Jacques Grosperrin taquine le maire : « je prends acte de votre démission du PS qui aurait pu advenir un peu plus tôt ». Fousseret le coupe : « ce n'est pas le sujet, je n'interviens pas pour savoir si vous êtes parmi les constructifs ou les non-constructifs... » Grosperrin poursuit, salue lui aussi les députés élus « y compris dans la confusion ». Alauzet en rigole. Le sénateur continue : « pour la première fois depuis longtemps, Besançon n'est plus dirigée par un maire socialiste. Comment expliquez-vous la motion de gauche ? »

Fousseret n'aime pas être bousculé et le coupe : « je n'ai pas de comptes à vous rendre, mais aux Bisontins... » Grosperrin : « laissez moi terminer ». Fousseret : « je ne règle pas les problèmes de votre mouvement ». Grosperrin : « vous n'êtes pas capable de ne pas me couper ». Fousseret : « restez dans le sujet ! » Grosperrin : « vous êtes inoxydable, vous avez dit que vous êtes élu d'une majorité, quelle image vous donnez ! » La chamaillerie continue, on peut la réécouter en entier ici...

« Je ne changerai rien à notre programme. Le reste serait de la trahison... »

Laurent Croizier (MoDem) estime justement qu'il a « du mal à croire que la recomposition politique n'affectera pas le paysage politique bisontin... Il n'y a rien de commun entre le gouvernement d'Edouard Philippe que vous soutenez et que je soutiens, et le PCF, les écologistes, le PS... Vous rencontrerez inévitablement d'énormes tensions internes. Que vous soyez engagé à En Marche est courageux, mais j'attends un groupe municipal REM, que vous alliez plus loin, vers une union REM, radicaux, MoDem, constructifs... »

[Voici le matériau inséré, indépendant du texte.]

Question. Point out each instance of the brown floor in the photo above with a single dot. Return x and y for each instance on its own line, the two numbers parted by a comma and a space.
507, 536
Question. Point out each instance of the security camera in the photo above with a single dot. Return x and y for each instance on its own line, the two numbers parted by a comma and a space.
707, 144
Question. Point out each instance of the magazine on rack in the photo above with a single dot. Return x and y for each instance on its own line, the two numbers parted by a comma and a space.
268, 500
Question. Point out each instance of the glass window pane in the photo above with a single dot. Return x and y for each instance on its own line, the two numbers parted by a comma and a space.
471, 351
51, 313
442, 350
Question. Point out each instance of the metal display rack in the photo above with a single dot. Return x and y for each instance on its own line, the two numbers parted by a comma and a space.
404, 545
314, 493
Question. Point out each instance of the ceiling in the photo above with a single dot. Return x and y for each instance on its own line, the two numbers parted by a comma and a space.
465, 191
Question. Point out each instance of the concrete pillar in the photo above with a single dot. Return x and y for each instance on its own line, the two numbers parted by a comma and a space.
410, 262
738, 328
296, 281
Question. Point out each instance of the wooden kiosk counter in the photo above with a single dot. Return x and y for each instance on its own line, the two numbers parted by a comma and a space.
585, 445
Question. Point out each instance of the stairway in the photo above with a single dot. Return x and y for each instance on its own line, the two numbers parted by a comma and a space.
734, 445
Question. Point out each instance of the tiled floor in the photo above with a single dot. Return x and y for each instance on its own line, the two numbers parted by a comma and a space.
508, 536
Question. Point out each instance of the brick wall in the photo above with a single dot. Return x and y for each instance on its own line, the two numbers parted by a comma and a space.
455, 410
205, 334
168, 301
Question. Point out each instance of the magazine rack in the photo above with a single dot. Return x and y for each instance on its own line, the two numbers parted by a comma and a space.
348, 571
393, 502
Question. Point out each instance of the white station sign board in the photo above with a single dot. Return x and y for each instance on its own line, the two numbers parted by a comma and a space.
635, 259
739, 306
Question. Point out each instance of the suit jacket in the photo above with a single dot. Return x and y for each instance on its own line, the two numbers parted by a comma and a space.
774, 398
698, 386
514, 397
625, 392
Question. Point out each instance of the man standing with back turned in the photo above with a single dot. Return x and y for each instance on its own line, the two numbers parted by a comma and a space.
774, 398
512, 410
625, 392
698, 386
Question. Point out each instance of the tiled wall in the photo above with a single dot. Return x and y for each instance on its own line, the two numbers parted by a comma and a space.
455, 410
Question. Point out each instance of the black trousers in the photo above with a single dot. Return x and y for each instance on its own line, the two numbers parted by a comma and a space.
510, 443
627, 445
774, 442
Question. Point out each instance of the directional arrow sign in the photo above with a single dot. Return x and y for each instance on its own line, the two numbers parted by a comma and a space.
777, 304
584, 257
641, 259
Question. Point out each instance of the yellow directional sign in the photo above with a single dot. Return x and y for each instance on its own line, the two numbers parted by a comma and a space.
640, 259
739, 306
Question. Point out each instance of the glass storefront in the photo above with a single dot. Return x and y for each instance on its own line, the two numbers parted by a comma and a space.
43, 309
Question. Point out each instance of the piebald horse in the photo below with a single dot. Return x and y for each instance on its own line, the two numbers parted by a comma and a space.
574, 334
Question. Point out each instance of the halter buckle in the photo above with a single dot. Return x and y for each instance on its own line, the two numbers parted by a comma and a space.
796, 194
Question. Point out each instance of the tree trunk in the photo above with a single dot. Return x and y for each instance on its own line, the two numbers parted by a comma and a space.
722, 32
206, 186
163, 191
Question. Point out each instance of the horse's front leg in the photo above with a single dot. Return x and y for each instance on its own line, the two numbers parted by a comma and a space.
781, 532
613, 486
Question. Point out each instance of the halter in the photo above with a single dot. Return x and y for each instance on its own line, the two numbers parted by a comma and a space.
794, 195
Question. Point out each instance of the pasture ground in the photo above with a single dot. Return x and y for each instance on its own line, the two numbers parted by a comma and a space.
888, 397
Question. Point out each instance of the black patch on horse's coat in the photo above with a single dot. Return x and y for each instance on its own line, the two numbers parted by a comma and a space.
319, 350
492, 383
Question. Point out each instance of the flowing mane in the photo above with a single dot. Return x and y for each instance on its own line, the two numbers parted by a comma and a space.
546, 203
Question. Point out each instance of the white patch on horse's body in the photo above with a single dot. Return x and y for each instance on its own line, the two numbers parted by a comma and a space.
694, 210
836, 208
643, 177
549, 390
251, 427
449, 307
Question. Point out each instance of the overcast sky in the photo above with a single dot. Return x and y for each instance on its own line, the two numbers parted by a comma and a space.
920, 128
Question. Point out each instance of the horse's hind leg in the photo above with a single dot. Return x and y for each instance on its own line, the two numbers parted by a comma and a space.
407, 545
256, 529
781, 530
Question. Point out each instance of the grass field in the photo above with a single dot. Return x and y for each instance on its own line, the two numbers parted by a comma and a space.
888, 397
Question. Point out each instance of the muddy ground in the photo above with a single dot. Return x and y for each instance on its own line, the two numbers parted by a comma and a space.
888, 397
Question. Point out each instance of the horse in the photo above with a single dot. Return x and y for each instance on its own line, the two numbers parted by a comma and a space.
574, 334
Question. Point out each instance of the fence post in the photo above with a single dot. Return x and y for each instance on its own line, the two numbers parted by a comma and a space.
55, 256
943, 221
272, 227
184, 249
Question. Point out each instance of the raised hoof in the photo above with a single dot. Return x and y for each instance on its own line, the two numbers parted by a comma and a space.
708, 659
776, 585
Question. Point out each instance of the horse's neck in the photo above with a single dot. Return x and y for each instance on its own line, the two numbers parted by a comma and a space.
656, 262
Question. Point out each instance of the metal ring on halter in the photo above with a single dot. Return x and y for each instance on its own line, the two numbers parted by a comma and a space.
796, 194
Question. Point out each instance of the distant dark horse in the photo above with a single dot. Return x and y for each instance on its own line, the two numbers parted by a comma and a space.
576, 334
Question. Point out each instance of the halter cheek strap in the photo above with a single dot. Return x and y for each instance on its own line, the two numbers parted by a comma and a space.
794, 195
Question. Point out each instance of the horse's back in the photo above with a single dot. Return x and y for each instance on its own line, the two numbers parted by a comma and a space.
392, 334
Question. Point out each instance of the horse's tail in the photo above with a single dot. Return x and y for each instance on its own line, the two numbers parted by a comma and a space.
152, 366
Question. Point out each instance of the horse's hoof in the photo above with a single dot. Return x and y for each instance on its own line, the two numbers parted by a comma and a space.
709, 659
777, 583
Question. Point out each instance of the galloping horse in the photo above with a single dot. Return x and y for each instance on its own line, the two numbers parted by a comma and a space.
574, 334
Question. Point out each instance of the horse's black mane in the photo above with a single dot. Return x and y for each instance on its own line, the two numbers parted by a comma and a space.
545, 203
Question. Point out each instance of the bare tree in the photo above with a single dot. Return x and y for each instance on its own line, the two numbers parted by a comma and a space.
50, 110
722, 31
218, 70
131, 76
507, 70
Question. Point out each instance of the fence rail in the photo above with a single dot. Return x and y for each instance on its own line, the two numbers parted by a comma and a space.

Jean-Louis Fousseret répond une nouvelle fois : « je ne changerai rien à notre programme. Le reste serait de la trahison... » Jean-Sébastien Leuba, adjoint mais aussi secrétaire de la section bisontine du PS, vient souligner la fragilité de la position du maire en relevant tout haut que « Barbara Romagnan a eu 51,1% à Besançon », ce que tout le monde avait bien noté. Il poursuit : « quand notre programme a été écrit en 2014, nous n'avions pas connaissance des baisses de dotations de François Hollande. nous avons demandé un moratoire sur la baisse des dotations, et n'avons eu qu'un demi-moratoire... La baisse va être de 8 milliards sous Macron... Nous aurons des problèmes, ces années qui viennent, pour mettre en oeuvres nos politiques sur la ville... »

Il fallait s'y attendre. La recomposition politique s'est bel et bien invitée au conseil municipal de Besançon. Si dans les mois qui viennent, une sorte de paix des braves peut s'imaginer, la fin du mandat s'annonce rude.

En attendant, les dossiers du soir ont tous été adoptés, conformément à l'accord de 2014, par la majorité qui s'est montrée unie dans ses votes.